The test was a simple one. We were given a simple, short steel rod about 6 mm in diameter along with a 1inch maximum opening micrometer. It had a measurement resolution, stated on the side or 0.001 inch.
We simply had to, as carefully as possible, measure the diameter of the rod to the nearest one-thousandth of an inch and report it.
The second step was to repeat the measurement 10 times and analyze the results, i.e. take the average of the 10 reading and calculate the standard deviation.
Then we could compare our first reading with the average and explain the difference, if any.
Then all 15 or 20 sets of results from each of the lab participants were compared to each other (we ostensibly all had samples of steel rod from the same source). So, we had a new, grand average and a different, larger standard variation to consider.

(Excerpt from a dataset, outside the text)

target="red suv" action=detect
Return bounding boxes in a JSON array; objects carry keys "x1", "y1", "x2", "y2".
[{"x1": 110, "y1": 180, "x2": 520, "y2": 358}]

Of course there was a surprising difference and some people actually got a difference in their initial reading that was well outside the range of averages and the grand average value, even when considering the standard deviations as a reasonable tolerance in expected values.
Why?
There were two or three different factors at work, but mostly the nominal diameter had variations in it larger than 0.001 inches, and the repeatability skills of the observers were also different.
It was was quite clear to me, then and now, that nearly any quantitative measurement will have an error associated with it. The only way to get some idea of the error magnitude is to repeat the measurement and analyze the results.
Then one can get to the work of making and testing hypotheses about the sources of the error. With some logical practices, then one may be able to reduce the error, if it is important to do so.
Here’s another, more contemporary example of a basic calculation on uncertainty. It’s online at the website of the National Physical Laboratory in England. The measurement is: how long is a piece of string? (Not too different to what I experienced a few years ago).
Then it goes into “Analysis of uncertainty” and a “spreadsheet model”.